Conceptually, however, it’s not relative local placement of the governing coalition on the nation’s left-right spectrum that counts, but whether the polity as a whole — i.e., its political center of gravity or its dominant governing coalition — is left or right on market-based economic issues. If interests and opinion shift in a nation, such that its political center of gravity is no longer statist and anti-market, then even locally left parties could and would often implement pro-market reforms. (And conversely, in an earlier era when interests and opinions were statist and anti-market, one should not expect to see even locally right parties pushing pro-market financial reforms forward.)
In our recent article, Travis Coan and I bring forward data showing substantial movement over recent decades of political parties and governing coalitions — these shifts must be accounted for in assessing the impact of left-right divisions on financial and securities markets. Prior studies have shown left-orientation not to matter, but these studies have coded, say, Tony Blair’s Labor government as left, just like they coded James Callaghan’s government as left. But the relative degree of pro-market and anti-market thinking and policy of two differed sharply.

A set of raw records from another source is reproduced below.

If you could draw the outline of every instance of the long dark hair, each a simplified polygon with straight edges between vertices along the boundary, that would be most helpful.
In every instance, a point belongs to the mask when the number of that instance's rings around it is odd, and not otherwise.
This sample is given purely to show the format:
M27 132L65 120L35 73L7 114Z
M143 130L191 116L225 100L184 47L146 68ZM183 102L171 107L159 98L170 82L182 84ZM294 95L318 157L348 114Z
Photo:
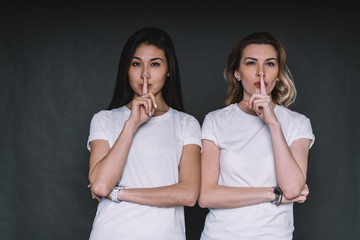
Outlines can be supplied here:
M136 31L125 43L120 56L114 94L107 109L121 107L133 99L134 91L129 83L128 71L136 48L142 43L154 45L165 52L170 76L166 78L162 95L167 105L176 110L184 111L180 72L173 42L168 33L152 27Z

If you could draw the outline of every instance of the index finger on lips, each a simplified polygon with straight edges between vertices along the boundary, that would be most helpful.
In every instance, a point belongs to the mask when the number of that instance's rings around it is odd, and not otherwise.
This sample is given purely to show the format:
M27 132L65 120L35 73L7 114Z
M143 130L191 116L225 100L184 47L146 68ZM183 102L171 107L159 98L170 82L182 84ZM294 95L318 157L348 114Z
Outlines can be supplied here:
M152 92L149 92L149 96L152 100L152 103L153 103L153 106L154 108L157 108L157 103L156 103L156 98L155 98L155 95L152 93Z
M147 78L144 76L143 95L147 94Z
M260 73L260 93L266 94L265 82L264 82L264 73Z

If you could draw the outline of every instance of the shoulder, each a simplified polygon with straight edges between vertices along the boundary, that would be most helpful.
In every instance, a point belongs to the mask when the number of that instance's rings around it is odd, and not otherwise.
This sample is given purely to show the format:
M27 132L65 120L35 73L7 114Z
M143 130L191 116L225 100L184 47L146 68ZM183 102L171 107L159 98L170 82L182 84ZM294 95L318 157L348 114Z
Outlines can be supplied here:
M114 108L111 110L100 110L94 114L93 120L97 119L100 121L112 121L114 119L118 119L121 116L129 115L130 110L127 109L125 106Z
M277 105L276 116L282 123L292 128L297 128L303 124L311 125L310 119L302 113Z

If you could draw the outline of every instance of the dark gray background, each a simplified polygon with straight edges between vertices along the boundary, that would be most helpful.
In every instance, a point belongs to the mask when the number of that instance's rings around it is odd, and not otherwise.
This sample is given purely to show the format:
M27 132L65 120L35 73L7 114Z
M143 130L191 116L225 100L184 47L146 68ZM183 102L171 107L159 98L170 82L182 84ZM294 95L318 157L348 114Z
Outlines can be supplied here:
M185 107L200 123L222 107L238 39L269 31L283 41L293 109L316 136L294 239L359 239L357 10L152 4L1 6L0 238L88 238L97 206L86 187L90 120L111 99L127 38L155 26L174 40ZM206 213L186 208L188 239L198 239Z

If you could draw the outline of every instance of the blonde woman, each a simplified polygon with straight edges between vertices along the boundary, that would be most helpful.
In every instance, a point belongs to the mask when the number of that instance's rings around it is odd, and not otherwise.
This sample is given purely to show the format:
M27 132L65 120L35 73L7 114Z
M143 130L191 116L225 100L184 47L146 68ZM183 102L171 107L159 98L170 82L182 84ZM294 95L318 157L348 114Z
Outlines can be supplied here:
M241 39L228 56L225 107L202 125L199 205L209 208L201 239L292 239L293 203L306 200L310 120L296 97L281 41Z

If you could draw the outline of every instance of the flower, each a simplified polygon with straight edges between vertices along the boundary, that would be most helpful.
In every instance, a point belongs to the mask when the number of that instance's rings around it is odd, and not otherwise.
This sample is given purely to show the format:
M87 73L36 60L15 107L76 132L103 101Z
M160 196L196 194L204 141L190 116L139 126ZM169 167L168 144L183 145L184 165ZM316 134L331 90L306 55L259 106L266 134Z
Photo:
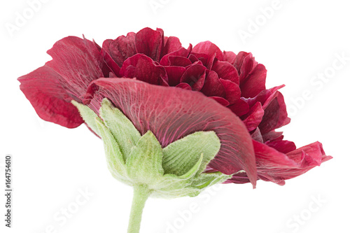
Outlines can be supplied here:
M19 78L45 120L74 128L84 121L72 100L99 113L104 98L165 147L197 131L214 131L221 147L206 172L234 174L228 183L257 179L284 184L323 162L320 143L297 149L275 129L290 122L283 86L266 89L267 71L251 53L222 52L210 41L188 48L160 29L144 28L100 47L69 36L52 59Z

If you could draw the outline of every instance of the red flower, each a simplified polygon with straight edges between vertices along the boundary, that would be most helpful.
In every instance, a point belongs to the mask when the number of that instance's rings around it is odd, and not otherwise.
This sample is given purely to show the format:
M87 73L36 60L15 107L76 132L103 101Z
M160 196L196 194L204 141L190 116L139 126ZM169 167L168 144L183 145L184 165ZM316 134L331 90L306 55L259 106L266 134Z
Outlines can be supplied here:
M251 53L222 52L209 41L185 48L178 38L149 28L102 48L66 37L48 52L52 60L19 78L43 120L76 127L83 120L72 99L98 113L108 97L163 146L214 130L221 148L207 172L235 174L228 182L253 185L257 178L284 183L331 158L319 143L297 150L274 131L290 122L282 86L266 90L266 69Z

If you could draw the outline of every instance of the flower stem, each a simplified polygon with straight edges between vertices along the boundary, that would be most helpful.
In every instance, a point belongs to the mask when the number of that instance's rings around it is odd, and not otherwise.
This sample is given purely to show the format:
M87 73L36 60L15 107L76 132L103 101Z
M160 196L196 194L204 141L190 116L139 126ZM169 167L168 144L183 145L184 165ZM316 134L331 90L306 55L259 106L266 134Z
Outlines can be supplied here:
M132 199L127 233L139 233L140 232L142 211L150 194L150 192L146 185L134 186L134 198Z

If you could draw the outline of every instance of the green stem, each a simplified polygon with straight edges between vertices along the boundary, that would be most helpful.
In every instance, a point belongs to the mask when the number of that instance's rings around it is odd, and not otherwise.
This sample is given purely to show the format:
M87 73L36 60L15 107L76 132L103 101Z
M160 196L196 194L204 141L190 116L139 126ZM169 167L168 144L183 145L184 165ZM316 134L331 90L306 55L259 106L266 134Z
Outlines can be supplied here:
M150 194L150 192L146 185L134 186L134 198L132 199L127 233L139 233L140 232L142 211Z

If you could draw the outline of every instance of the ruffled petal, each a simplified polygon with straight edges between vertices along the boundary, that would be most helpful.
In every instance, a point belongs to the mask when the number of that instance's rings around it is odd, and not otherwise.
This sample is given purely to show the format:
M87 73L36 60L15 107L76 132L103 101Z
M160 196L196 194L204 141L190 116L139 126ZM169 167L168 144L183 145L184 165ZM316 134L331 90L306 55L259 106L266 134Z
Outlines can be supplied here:
M216 45L208 41L197 43L192 50L197 53L206 54L209 57L214 56L219 61L223 60L223 52Z
M79 99L93 80L104 76L102 68L105 63L100 51L93 42L85 38L64 38L48 53L52 60L46 65L59 75L62 87Z
M264 116L264 110L261 103L256 103L246 115L247 116L243 120L243 122L246 124L248 131L251 132L258 127Z
M225 99L226 99L230 104L234 104L241 97L241 90L239 86L236 83L223 78L220 78L220 82L225 88Z
M201 92L207 97L225 97L225 87L216 72L212 71L209 71L205 78L205 83Z
M258 176L267 181L284 184L284 181L302 175L329 160L331 156L326 155L322 144L316 142L284 154L253 141L256 155Z
M164 45L161 57L168 53L177 51L182 48L180 40L175 36L164 37Z
M247 77L241 81L241 96L244 98L254 97L265 90L267 70L263 64L258 64Z
M288 117L284 99L281 92L276 91L262 106L265 114L259 128L262 134L281 127L290 122Z
M60 79L62 77L47 66L18 78L21 90L41 119L75 128L84 121L71 104L73 98L63 88Z
M111 55L115 63L121 67L122 62L136 53L135 36L134 32L130 32L127 36L120 36L109 43L109 46L102 45L102 48Z
M172 87L180 83L180 79L186 71L185 67L181 66L164 66L164 69L168 76L169 85Z
M193 90L200 91L204 85L206 70L206 68L203 65L195 63L188 67L180 79L180 83L187 83Z
M136 54L129 57L122 64L120 76L127 78L136 78L141 81L162 85L162 80L167 82L167 76L163 66L159 66L150 57Z
M237 70L227 62L216 61L211 67L211 70L216 72L219 78L229 80L237 85L239 84L239 76Z
M146 27L136 34L135 45L137 53L143 53L159 62L162 48L162 33Z
M215 131L221 147L209 167L226 174L244 170L255 186L255 156L245 125L203 94L128 78L100 78L88 92L94 111L108 97L142 134L151 130L163 147L197 131Z

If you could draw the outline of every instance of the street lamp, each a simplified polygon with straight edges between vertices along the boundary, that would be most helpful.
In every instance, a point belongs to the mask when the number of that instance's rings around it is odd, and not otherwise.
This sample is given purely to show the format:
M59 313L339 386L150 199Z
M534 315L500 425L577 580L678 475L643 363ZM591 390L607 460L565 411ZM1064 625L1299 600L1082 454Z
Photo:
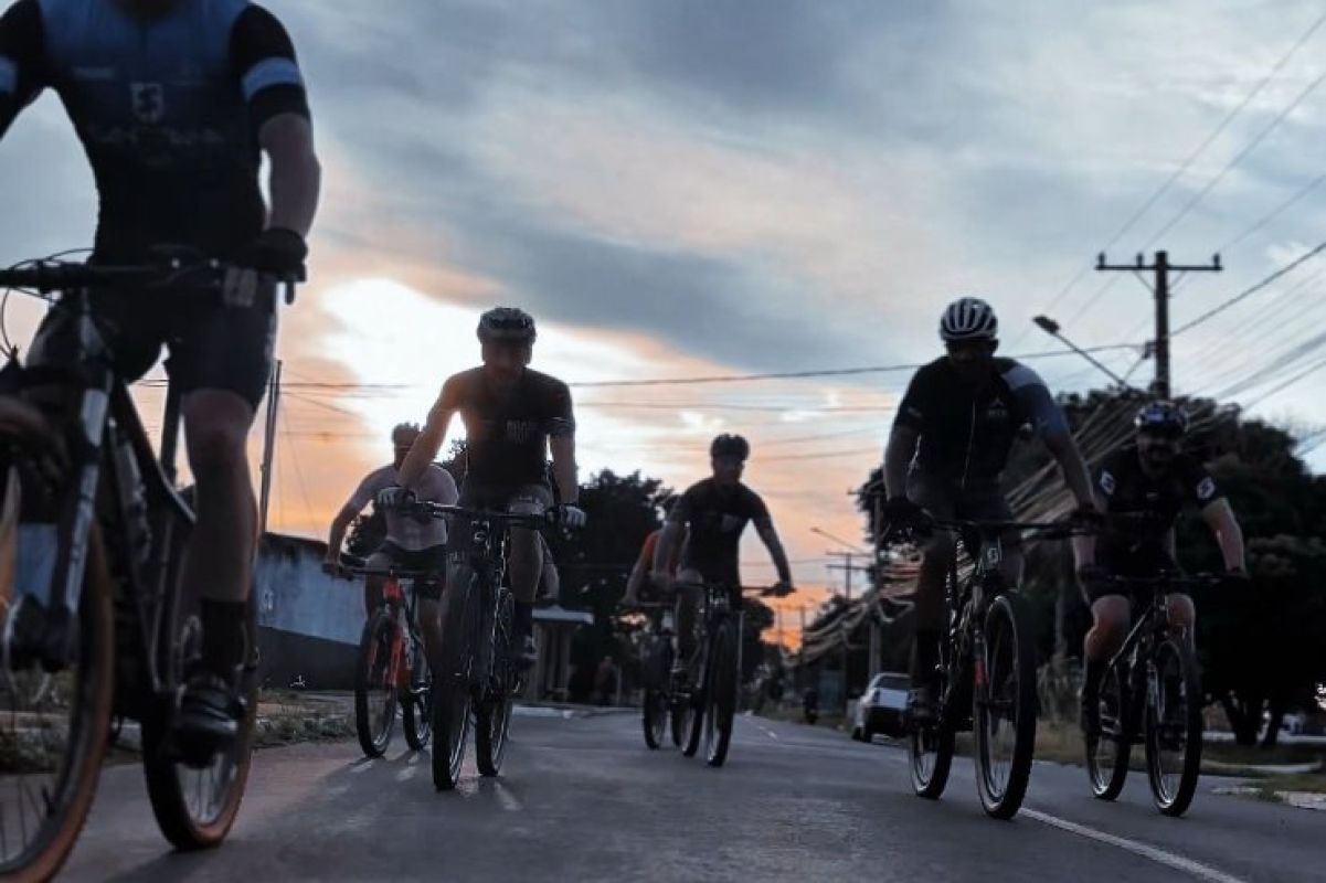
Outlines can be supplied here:
M1081 355L1082 358L1085 358L1087 362L1090 362L1095 367L1101 369L1101 371L1103 371L1106 374L1106 377L1109 377L1111 381L1114 381L1115 383L1118 383L1120 387L1123 387L1126 390L1131 390L1132 388L1132 386L1127 381L1124 381L1122 377L1119 377L1118 374L1115 374L1114 371L1111 371L1109 367L1106 367L1099 359L1097 359L1094 355L1091 355L1090 353L1087 353L1086 350L1083 350L1081 346L1078 346L1077 343L1074 343L1069 338L1063 337L1063 334L1059 333L1059 324L1055 322L1054 320L1052 320L1049 316L1037 316L1032 321L1036 322L1036 326L1038 329L1041 329L1042 331L1045 331L1046 334L1049 334L1054 339L1057 339L1061 343L1063 343L1065 346L1067 346L1070 350L1073 350L1074 353L1077 353L1078 355Z

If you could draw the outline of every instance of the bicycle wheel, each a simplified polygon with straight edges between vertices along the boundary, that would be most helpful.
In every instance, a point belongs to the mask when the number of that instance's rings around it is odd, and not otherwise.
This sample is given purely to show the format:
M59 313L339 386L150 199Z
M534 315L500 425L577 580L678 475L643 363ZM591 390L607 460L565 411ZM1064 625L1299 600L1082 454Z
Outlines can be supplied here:
M182 557L176 554L174 561L178 563ZM168 585L179 586L178 578ZM162 617L166 639L160 640L160 646L170 652L171 660L163 674L171 685L183 683L186 668L202 651L198 599L182 594L176 591L164 602ZM143 776L152 814L162 834L179 850L219 846L235 825L244 799L257 721L257 607L252 593L245 613L245 632L249 646L237 675L245 712L239 721L239 736L228 750L217 753L206 766L184 764L178 758L170 740L175 689L170 692L171 699L159 703L158 711L142 721Z
M400 701L400 716L404 719L406 744L416 752L428 748L432 738L432 668L428 667L423 643L415 644L410 689Z
M985 614L972 691L976 790L994 818L1022 805L1036 752L1036 647L1022 599L1001 594Z
M737 712L737 648L731 622L719 623L709 651L708 683L704 687L704 760L723 766L732 744L732 720Z
M476 581L471 567L459 566L443 591L443 662L432 674L432 784L439 792L450 792L460 781L469 740L471 599L477 597Z
M8 484L16 483L11 469ZM7 579L0 611L5 620L15 598L16 528L7 525L4 538ZM77 658L54 675L36 667L15 671L8 654L0 658L0 876L7 880L53 878L91 807L114 692L111 593L101 530L93 524L78 603Z
M354 666L354 732L365 757L382 757L396 725L395 655L400 635L386 607L363 623L359 656Z
M1110 666L1101 679L1101 733L1086 740L1086 772L1091 780L1091 793L1102 801L1113 801L1123 792L1128 778L1128 757L1132 740L1124 705L1123 675L1118 666Z
M1183 815L1201 774L1201 677L1187 640L1166 638L1152 662L1146 711L1151 794L1162 813Z
M480 776L500 773L507 756L516 684L511 659L514 615L514 601L509 591L503 591L497 602L497 620L493 623L493 671L484 699L475 709L475 765Z

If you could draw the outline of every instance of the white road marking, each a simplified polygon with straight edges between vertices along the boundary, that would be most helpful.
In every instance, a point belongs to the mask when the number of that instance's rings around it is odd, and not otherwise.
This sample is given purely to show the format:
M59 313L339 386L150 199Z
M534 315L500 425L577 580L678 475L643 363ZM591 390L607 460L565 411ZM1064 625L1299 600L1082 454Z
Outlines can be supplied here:
M1050 815L1049 813L1041 813L1040 810L1022 807L1021 815L1026 818L1036 819L1042 825L1049 825L1057 827L1062 831L1070 834L1077 834L1078 837L1086 837L1089 839L1097 841L1098 843L1106 843L1109 846L1118 847L1132 853L1134 855L1140 855L1144 859L1156 862L1158 864L1164 864L1166 867L1172 867L1176 871L1184 871L1191 874L1199 880L1211 880L1211 883L1245 883L1242 878L1225 874L1224 871L1217 871L1209 864L1203 864L1201 862L1195 862L1183 855L1175 855L1158 846L1151 846L1148 843L1139 843L1138 841L1130 841L1126 837L1116 837L1114 834L1106 834L1105 831L1098 831L1094 827L1087 827L1085 825L1078 825L1077 822L1070 822L1066 818L1059 818L1058 815Z

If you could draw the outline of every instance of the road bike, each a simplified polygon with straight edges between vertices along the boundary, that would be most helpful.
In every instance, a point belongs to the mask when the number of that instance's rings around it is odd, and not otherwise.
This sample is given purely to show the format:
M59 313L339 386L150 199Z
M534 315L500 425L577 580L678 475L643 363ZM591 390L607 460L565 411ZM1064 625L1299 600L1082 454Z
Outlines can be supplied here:
M172 738L186 674L202 651L199 599L180 583L195 521L191 496L175 487L180 392L167 387L156 456L91 308L93 289L168 289L229 309L219 302L224 272L183 252L135 266L40 261L0 270L0 286L61 292L52 309L68 310L62 318L77 330L61 369L24 369L11 358L3 371L5 879L58 871L91 806L107 744L134 725L152 811L175 847L219 845L239 811L257 709L253 595L233 681L244 707L239 737L200 756Z

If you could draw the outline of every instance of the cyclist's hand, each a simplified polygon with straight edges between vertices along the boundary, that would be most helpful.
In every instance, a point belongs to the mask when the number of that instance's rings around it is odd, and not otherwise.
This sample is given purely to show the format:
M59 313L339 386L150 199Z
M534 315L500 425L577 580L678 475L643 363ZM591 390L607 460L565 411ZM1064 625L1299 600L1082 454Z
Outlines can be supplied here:
M557 522L564 528L570 528L572 530L579 530L589 521L589 516L579 506L573 506L570 504L564 504L557 506Z
M410 488L383 488L374 502L382 509L403 509L414 501L415 493Z

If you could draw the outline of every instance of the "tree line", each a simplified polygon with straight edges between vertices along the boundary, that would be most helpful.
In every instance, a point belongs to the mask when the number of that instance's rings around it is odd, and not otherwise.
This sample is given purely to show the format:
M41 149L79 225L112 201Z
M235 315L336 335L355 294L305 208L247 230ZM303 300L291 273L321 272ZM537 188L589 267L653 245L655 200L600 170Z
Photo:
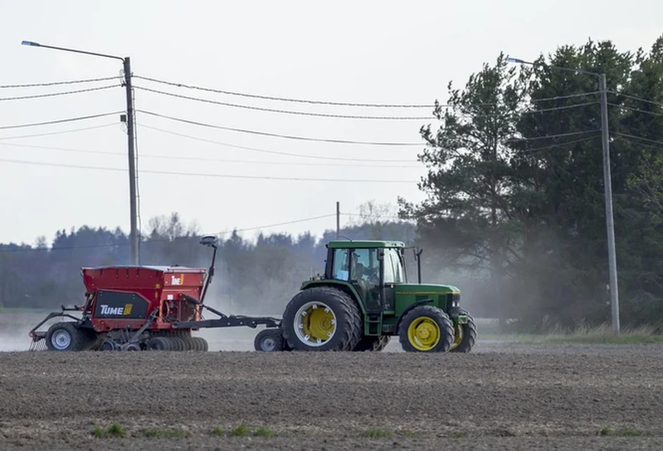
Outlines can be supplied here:
M610 320L598 78L605 73L622 323L663 318L663 36L646 52L501 54L449 84L421 128L425 201L400 199L439 264L483 274L484 302L534 330Z

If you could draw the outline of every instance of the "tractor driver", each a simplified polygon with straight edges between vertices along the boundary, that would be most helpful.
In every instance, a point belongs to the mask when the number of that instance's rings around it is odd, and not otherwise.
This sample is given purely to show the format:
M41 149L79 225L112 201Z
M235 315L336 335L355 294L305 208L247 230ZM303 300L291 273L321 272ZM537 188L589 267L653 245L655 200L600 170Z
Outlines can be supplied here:
M351 278L359 281L363 281L369 286L379 283L380 267L377 259L374 259L375 263L378 263L377 265L370 267L359 261L356 252L353 252L351 255Z
M350 279L357 281L359 289L366 300L367 305L375 308L379 305L380 299L380 263L377 260L377 252L375 249L361 249L360 252L366 253L366 260L372 263L372 266L367 266L359 262L358 252L353 251L350 257ZM374 253L370 258L368 253Z

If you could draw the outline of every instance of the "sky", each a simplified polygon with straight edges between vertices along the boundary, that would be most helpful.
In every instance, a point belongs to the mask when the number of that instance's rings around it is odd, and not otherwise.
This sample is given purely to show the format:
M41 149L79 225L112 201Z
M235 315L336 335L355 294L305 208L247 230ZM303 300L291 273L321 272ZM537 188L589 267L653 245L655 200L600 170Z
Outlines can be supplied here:
M395 205L399 196L411 202L425 198L417 182L425 168L416 156L423 148L421 126L437 127L432 108L276 101L136 77L272 97L432 105L435 99L446 100L449 81L461 87L500 52L532 60L559 45L581 45L589 38L610 39L621 50L648 50L663 32L661 17L663 3L655 0L0 0L0 85L115 77L0 89L0 242L34 244L39 236L50 242L57 230L84 225L129 230L127 138L119 114L126 108L119 85L122 61L21 45L24 40L130 57L143 233L150 232L150 218L177 212L204 233L261 228L265 232L310 230L320 235L335 228L336 202L343 224L352 218L345 214L357 214L369 200ZM107 85L115 86L2 100ZM249 107L422 119L283 114L175 98L145 88ZM113 112L117 114L8 128ZM148 113L282 135L414 145L286 139ZM324 215L330 216L263 227ZM242 235L251 238L257 232Z

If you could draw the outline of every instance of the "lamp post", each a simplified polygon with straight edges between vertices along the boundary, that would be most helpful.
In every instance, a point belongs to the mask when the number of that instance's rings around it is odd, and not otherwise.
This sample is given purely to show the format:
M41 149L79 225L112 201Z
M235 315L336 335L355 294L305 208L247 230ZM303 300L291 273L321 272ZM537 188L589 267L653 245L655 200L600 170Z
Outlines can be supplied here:
M127 147L129 150L129 209L131 219L131 232L129 242L131 248L131 261L134 265L138 265L139 262L138 256L138 234L136 227L136 159L134 157L134 131L133 131L133 99L131 96L131 59L129 57L116 57L115 55L105 54L103 53L95 53L94 52L85 52L84 50L76 50L74 49L64 48L62 47L53 47L52 45L44 45L31 40L24 40L21 43L23 45L29 45L31 47L41 47L48 49L54 49L56 50L64 50L65 52L72 52L73 53L82 53L94 57L102 57L104 58L112 58L119 59L122 61L124 71L124 86L126 89L126 132L127 132Z
M529 64L534 66L531 61L526 61L518 58L507 58L510 63L519 64ZM608 267L610 274L610 305L612 313L612 327L615 334L620 332L619 325L619 293L617 282L617 256L615 246L615 223L613 217L612 200L612 181L610 170L610 147L608 138L608 94L606 87L606 74L588 72L581 69L559 67L546 65L552 69L567 71L578 73L585 73L594 75L599 79L599 91L601 93L601 142L603 147L603 179L606 201L606 228L608 235Z

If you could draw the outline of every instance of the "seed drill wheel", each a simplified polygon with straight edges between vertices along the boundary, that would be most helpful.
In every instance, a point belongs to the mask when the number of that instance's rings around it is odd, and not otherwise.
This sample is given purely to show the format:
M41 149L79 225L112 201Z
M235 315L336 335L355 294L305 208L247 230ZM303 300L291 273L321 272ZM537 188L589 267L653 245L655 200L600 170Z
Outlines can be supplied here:
M209 349L207 341L202 337L191 337L190 339L193 343L193 347L191 348L193 350L207 352Z
M263 329L256 335L253 344L256 350L265 353L284 350L281 330L278 327Z
M398 328L398 338L406 351L446 353L453 341L453 326L442 309L421 305L403 317Z
M283 337L293 350L350 350L362 333L361 316L347 294L314 287L295 295L283 314Z
M150 350L173 350L173 342L166 337L153 337L147 340Z
M73 323L56 323L46 332L48 350L82 350L89 346L89 339Z
M352 350L356 352L374 351L379 352L389 344L389 340L391 339L388 335L380 335L379 337L363 337Z
M460 313L461 315L467 316L467 323L453 326L456 337L451 343L449 352L469 353L476 341L476 323L474 323L474 318L466 310L461 309Z
M187 350L187 344L181 337L169 337L173 343L173 350Z

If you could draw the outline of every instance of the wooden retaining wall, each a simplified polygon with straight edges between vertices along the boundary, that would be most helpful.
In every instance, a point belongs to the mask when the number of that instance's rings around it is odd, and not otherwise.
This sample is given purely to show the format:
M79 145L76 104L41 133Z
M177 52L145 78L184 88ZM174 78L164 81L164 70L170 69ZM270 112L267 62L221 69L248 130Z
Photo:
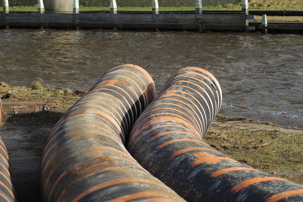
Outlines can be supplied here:
M0 26L245 31L252 27L248 19L254 18L244 13L2 13Z

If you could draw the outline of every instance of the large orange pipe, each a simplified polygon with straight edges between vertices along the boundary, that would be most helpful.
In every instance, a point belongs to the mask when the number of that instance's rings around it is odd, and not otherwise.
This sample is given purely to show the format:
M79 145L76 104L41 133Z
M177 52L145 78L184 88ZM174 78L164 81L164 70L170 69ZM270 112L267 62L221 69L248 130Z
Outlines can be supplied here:
M210 72L177 71L137 120L128 151L188 201L303 201L302 186L241 163L202 140L221 97Z
M0 98L0 126L2 116L2 103ZM0 201L16 201L12 171L6 148L0 136Z
M155 91L150 76L138 66L105 72L50 134L40 167L44 201L184 201L125 147Z

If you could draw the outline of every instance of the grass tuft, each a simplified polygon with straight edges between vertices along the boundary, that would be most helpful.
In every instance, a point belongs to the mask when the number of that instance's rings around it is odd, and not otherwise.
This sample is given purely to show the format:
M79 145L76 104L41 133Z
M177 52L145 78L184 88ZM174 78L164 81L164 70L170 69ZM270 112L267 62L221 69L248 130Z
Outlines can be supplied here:
M0 82L0 86L2 87L6 87L8 86L8 85L4 81L1 81Z
M46 85L42 80L42 79L39 78L38 80L33 83L32 86L32 89L33 90L44 90L46 89Z

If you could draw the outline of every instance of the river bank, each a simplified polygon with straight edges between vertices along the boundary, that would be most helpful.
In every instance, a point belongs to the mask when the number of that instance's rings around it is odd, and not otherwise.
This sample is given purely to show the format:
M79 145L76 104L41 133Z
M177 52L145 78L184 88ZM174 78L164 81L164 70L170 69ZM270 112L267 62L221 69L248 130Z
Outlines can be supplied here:
M9 86L0 90L4 105L9 102L39 102L49 108L35 113L3 115L0 135L8 152L19 201L41 201L39 166L48 134L86 92L36 84L31 88ZM303 184L302 139L303 131L295 128L219 114L204 140L241 163Z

And, indeed, when one corrects just the coding for Blair and some odd coding of Switzerland as a left-oriented nation for several years, most of the empirical support for left governments supporting strong financial market outcomes disappear.
These political shifts, like that from Callaghan to Blair, correlate with financial markets shifts. Left-right matters not only in the fixed-in-time cross-section, but also the left-right economic shifts over time make an often significant empirical difference. The result from this data and study, in our view, leads to results and correlations that comport with most observers’ intuitions about the impact of left-right politics on financial market depth. The results thereby further buttress the importance of a nation’s basic left-right political orientation in explaining financial market outcomes.
These left-right conceptual issues, and the related data, are discussed and analyzed in Travis Coan’s and my recently completed article, ‘Financial Markets and the Political Center of Gravity’.